What impressions do you have of Montag and Clarisse's friendship and show how it has made Montag unhappy with his relationship with Mildred?What impressions do you have of Montag and Clarisse's...
What impressions do you have of Montag and Clarisse's friendship and show how it has made Montag unhappy with his relationship with Mildred?
Clarisse's most important function in the novel is to get Montag to begin to question his role as a fireman and the futuristic society's rules and norms in general. Clarisse is innocent and has not yet been victim to the societal brainwashing. She is a direct contrast to Montag's wife Mildred. Mildred buys whole heartedly into everything she sees on the parlor walls and diligently interacts with the "family", obediently takes her pills, and listens to her seashell radio.
Clarisse buys into none of it, reads, questions, and thinks for herself. She has a sense of history unlike the other people in the society. She is freespirited and freely discusses her feelings and ideas with Montag. This relationship with Clarisse, along with the incident with the woman in the house with the books, prompts Montag to question his entire existence and role in society. Clarisse's death seems to give him another push in leaving his life as a fireman.
In reading the book, I think that Montag's relationship with Clarisse was purely one of friendship. The movie alludes more to a romantic relationship, but if you've seen the movie you'll know that its a lot different than the novel.
Clarisse is extraordinarily bright and awakens the crital thinking factor in Montag. He has suppressed it all so long that when he meets this girl who questions everything, he enjoys it. Unlike Mildred, Clarisse is alive and interesting.

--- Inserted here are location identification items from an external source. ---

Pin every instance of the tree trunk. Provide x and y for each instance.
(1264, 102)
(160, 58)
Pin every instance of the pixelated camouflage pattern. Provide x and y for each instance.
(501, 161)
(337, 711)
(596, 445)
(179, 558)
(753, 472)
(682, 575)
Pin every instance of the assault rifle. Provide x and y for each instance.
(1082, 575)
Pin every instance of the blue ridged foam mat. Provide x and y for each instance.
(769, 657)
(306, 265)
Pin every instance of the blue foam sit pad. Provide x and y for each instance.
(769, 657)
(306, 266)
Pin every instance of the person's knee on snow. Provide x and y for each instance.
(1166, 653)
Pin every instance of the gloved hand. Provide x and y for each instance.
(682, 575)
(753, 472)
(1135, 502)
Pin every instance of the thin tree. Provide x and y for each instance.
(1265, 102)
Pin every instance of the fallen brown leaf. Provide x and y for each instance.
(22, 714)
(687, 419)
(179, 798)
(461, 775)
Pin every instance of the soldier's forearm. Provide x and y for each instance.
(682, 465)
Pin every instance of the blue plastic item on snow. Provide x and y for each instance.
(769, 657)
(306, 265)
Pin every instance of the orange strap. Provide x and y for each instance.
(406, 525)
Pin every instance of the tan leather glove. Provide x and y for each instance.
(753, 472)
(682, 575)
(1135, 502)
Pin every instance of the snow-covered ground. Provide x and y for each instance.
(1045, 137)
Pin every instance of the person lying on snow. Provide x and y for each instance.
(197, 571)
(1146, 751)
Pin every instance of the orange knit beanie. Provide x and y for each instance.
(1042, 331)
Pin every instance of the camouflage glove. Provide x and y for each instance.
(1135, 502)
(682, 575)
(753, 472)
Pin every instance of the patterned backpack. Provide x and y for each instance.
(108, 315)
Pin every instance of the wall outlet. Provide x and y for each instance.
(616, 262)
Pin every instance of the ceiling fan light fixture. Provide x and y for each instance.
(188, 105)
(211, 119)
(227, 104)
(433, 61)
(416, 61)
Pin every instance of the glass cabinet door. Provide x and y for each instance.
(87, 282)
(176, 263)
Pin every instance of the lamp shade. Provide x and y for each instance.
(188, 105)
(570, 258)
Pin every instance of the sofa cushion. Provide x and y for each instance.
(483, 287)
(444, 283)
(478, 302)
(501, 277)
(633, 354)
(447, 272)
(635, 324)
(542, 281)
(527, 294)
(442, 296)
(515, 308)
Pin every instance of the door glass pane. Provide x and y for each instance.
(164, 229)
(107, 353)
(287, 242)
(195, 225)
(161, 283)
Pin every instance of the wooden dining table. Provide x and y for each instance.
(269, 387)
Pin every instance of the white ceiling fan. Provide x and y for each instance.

Mildred just sits and watches others on the TV screens...she doesn't live, she lets others' lives roll over her. She conforms to the rules, Clarisse challenges them.
I have not seen the movie version, but I don't think Montag has anything but intrigue and friendship for this girl. In the book, he looks forward to seeing her and even looks for her, but it is for the value of discussion. It is almost as if she is the adult and he is the inquiring child growing into his mind. She is the catalyst in the novel who prompts him to do something about the nagging situation he finds himself in...without her, none of it would have happened.
The friendship is quite brief, remember, and mostly amounts to a few conversations. Montag is grateful, though he never really says so, to Clarisse for opening his eyes to the fantasy life he's been living, and reminding him that it's possible to have something more. Conversely, this knowledge and liberation make it more difficult to continue his unhappy life with his wife, and reveals to him in stark terms for far Millie has faded from reality.